Writing a MILP Solver From Scratch Part 1 - Reading MPS
Soon after I started working on mixed integer linear programs (MILPs), it became obvious that the representation of the problem is very important for the mathematical solver to be able to find a solution fast without using too many resources. There are several ways to represent a problem, and it is not always clear which one is the best. It takes a great amount of experience and knowledge about the underlying processes to get it right.
I thought a good (and fun) way to understand how to write better models would be to write a MILP solver from scratch to teach myself the fundamentals of it. It’s not necessarily a hard thing to do, as the process of solving a mixed integer linear program is very well known. There are many mathematical solvers; the best ones are the commercial ones. The open source alternatives are strong enough to solve small to medium size problems but often take a very long time for large problems.
In this blog series, I will attempt to write yet another MILP solver. Obviously, the goal of this solver is not to be the best or the fastest. The goal is to be able to create one from scratch and understand the basics of linear programs.
Here is the agenda for this blog series:
- Part 1: Reading the mathematical model
- Part 2: Solving the relaxed problem: Simplex Algorithm
- Part 3: Finding an integer solution to the problem
The programming language of choice: Go
I’m writing a MILP solver to learn about MILPs but also to experiment with a new (to me) programming language: Go
I hope to leverage Go’s “goroutines” in the 3rd part of this journey, while finding an integer solution to the problem.
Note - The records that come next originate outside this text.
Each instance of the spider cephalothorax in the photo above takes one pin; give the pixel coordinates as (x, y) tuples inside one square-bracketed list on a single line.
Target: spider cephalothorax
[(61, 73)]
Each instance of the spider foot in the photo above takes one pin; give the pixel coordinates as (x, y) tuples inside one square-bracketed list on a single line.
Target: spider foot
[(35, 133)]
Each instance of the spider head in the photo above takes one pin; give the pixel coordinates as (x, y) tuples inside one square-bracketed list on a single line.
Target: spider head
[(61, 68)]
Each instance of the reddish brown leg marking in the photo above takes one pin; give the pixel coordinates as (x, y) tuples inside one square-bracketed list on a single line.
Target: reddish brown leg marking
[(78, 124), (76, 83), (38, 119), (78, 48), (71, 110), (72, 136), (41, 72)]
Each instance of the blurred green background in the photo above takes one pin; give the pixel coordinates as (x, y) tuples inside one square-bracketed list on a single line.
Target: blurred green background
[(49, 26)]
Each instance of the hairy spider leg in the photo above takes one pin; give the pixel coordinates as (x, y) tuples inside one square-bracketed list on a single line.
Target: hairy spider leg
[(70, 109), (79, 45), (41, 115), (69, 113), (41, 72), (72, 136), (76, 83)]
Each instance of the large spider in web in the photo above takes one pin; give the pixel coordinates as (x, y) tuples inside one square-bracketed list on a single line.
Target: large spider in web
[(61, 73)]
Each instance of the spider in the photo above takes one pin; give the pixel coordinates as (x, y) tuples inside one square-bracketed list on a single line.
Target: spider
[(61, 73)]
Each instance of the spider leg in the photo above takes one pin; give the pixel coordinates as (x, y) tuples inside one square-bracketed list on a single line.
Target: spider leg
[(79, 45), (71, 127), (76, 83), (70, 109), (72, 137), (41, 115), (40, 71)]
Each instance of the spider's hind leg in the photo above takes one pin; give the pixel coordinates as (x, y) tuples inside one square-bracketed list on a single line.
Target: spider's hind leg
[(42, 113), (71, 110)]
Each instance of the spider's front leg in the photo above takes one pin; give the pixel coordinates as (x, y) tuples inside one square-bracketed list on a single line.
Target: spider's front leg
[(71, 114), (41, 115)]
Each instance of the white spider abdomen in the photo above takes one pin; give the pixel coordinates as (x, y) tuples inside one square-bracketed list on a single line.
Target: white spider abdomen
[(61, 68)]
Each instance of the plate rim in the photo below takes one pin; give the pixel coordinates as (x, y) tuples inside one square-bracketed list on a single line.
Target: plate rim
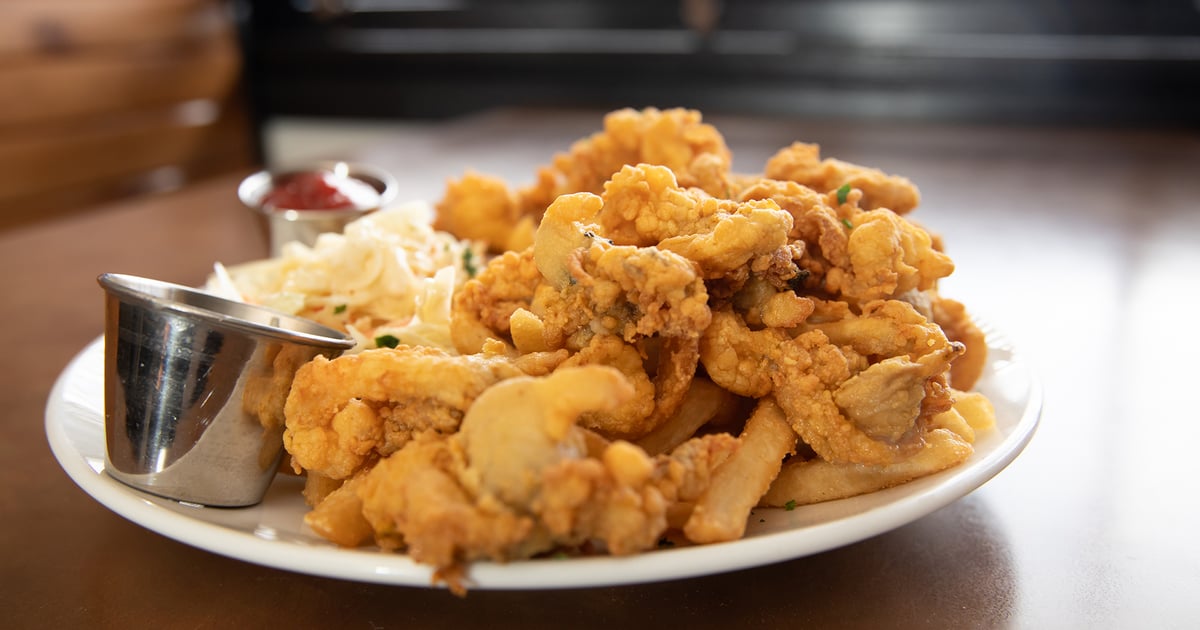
[(664, 564)]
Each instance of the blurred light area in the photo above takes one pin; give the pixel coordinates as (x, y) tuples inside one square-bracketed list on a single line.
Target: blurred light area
[(197, 112)]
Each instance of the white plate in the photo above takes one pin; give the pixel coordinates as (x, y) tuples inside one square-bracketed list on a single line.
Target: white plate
[(274, 534)]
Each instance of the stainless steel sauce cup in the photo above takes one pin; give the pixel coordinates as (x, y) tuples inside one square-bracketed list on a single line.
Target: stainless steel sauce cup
[(195, 388), (286, 225)]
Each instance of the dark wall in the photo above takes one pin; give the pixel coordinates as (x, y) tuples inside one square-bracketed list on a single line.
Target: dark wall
[(1105, 61)]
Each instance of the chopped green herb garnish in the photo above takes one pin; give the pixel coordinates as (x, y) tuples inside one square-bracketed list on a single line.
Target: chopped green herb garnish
[(468, 262), (843, 192)]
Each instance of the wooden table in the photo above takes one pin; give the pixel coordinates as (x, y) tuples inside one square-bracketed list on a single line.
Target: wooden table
[(1084, 246)]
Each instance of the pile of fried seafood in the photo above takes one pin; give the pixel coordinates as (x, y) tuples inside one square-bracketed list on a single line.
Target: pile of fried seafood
[(655, 347)]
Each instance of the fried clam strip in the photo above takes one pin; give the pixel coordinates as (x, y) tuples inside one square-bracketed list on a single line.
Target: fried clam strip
[(517, 479), (343, 413), (481, 207), (673, 138), (484, 306), (947, 443), (802, 163), (649, 298), (857, 405), (852, 253), (958, 324), (645, 205)]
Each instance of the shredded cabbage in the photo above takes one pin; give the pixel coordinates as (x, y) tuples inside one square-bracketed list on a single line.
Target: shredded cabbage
[(389, 273)]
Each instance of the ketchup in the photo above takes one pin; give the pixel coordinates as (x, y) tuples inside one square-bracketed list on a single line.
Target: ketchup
[(309, 191)]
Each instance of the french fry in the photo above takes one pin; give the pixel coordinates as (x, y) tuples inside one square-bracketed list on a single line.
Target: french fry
[(738, 484), (702, 403), (976, 409), (817, 480)]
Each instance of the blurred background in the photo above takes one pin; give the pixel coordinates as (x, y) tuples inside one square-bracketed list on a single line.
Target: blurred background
[(105, 100)]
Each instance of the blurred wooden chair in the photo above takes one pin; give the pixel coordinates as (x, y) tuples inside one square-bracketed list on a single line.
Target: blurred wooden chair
[(102, 100)]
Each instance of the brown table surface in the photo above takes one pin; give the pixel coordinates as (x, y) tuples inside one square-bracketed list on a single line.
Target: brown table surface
[(1083, 245)]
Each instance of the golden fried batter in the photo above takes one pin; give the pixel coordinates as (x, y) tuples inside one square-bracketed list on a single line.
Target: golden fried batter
[(343, 413)]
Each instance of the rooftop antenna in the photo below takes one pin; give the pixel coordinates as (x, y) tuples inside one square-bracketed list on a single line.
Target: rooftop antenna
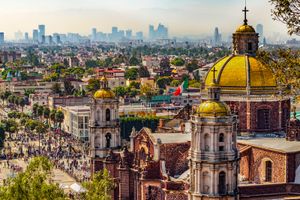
[(245, 13)]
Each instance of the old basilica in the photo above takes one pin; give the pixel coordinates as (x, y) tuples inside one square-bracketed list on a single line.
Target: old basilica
[(232, 146)]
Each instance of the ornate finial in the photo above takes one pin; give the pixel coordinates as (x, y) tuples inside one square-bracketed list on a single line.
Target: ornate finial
[(245, 13), (214, 75)]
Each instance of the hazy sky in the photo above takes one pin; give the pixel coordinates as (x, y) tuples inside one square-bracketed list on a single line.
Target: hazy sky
[(182, 17)]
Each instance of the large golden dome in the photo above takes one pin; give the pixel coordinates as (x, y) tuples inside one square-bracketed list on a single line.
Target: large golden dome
[(232, 73), (245, 29), (104, 94), (212, 108)]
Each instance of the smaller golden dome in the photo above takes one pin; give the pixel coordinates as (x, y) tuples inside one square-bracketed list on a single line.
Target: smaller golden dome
[(104, 94), (213, 109), (103, 79), (245, 29)]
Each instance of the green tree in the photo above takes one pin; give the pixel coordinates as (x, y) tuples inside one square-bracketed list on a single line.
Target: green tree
[(93, 85), (191, 66), (287, 12), (175, 83), (46, 114), (143, 72), (59, 117), (69, 88), (100, 187), (131, 73), (33, 184), (120, 91), (56, 88), (162, 82), (178, 61), (133, 61)]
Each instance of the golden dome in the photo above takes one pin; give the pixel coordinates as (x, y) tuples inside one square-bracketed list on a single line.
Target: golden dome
[(212, 108), (245, 29), (103, 79), (104, 94), (232, 73)]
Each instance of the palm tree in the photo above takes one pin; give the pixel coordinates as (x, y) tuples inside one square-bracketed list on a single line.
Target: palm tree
[(59, 117), (46, 114), (52, 116)]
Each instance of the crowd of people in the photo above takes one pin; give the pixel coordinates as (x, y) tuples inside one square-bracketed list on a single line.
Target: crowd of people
[(66, 153)]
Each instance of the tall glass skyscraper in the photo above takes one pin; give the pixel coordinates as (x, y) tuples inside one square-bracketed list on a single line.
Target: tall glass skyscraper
[(42, 32)]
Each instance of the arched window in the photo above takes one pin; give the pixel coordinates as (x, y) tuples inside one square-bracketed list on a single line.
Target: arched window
[(222, 183), (107, 114), (142, 155), (206, 142), (221, 137), (108, 140), (206, 182), (268, 169), (263, 119)]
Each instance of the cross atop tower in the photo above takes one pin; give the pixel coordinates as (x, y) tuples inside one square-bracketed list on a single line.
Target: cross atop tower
[(245, 14), (214, 75)]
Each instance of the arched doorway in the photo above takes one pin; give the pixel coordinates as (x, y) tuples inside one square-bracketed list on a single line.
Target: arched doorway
[(108, 140), (263, 119), (222, 183)]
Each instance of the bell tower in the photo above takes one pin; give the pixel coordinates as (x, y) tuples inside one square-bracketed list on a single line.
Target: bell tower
[(104, 125), (214, 158), (245, 39)]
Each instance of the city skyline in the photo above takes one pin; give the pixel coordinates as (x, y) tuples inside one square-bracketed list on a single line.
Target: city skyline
[(180, 17)]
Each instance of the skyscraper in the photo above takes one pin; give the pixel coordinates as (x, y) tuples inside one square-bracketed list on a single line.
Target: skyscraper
[(26, 37), (128, 34), (260, 31), (151, 32), (1, 38), (42, 32), (94, 34), (35, 35), (217, 37)]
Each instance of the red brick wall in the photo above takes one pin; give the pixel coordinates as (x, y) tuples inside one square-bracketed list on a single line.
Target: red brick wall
[(251, 165), (175, 156)]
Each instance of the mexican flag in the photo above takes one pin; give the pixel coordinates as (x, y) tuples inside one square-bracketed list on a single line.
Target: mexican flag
[(184, 85)]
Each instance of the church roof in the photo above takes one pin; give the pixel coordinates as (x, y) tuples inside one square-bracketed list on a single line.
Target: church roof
[(170, 138), (273, 144), (232, 72)]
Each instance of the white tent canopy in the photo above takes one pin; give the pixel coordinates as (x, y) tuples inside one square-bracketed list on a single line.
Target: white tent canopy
[(77, 188)]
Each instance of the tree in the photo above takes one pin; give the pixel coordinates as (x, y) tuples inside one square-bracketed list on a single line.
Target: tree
[(91, 63), (52, 116), (21, 102), (162, 82), (93, 85), (131, 73), (34, 109), (120, 91), (285, 65), (69, 88), (287, 12), (191, 66), (143, 72), (178, 61), (34, 183), (148, 91), (175, 83), (40, 111), (133, 61), (101, 186), (59, 117), (56, 88), (46, 114)]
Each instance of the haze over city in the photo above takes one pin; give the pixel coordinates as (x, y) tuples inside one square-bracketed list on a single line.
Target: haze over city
[(182, 17)]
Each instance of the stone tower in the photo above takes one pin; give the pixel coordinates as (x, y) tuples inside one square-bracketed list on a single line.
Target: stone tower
[(104, 125), (214, 159), (245, 39)]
Finding an integer solution requires constructing a “branch and bound” tree where each node of the tree has some of the variables fixed to an integer value and the LP solution is applied to the rest of the variables. This process could benefit a lot from searching the tree concurrently. I think Go’s concurrency tools will be useful while solving this problem.
Defining LP/MILP models
Linear programming is an old problem. The problem of solving a system of linear inequalities dates back to 1827, when Fourier published a method to eliminate variables (a.k.a, Fourier-Motzking elimination), much earlier than Dantzig’s Simplex method in 1947.
The conseuqence of this is having file formats that are designed for old systems. MPS file format is the most widely used format for LP/MILPs and it looks like this:
NAME TESTPROB
ROWS
N COST
L LIM1
G LIM2
E MYEQN
COLUMNS
XONE COST 1 LIM1 1
XONE LIM2 1
YTWO COST 4 LIM1 1
YTWO MYEQN -1
ZTHREE COST 9 LIM2 1
ZTHREE MYEQN 1
RHS
RHS1 LIM1 5 LIM2 10
RHS1 MYEQN 7
BOUNDS
UP BND1 XONE 4
LO BND1 YTWO -1
UP BND1 YTWO 1
ENDATA
This problem can also be written in a much more human-readable format like the following:
min: +XONE +4 YTWO +9 ZTHREE;
LIM1: +XONE +YTWO <= 5;
LIM2: +XONE +ZTHREE >= 10;
MYEQN: -YTWO +ZTHREE = 7;
XONE <= 4;
YTWO >= -1;
YTWO <= 1;
(LP file format, from LP Solve’s MPS file format documentation )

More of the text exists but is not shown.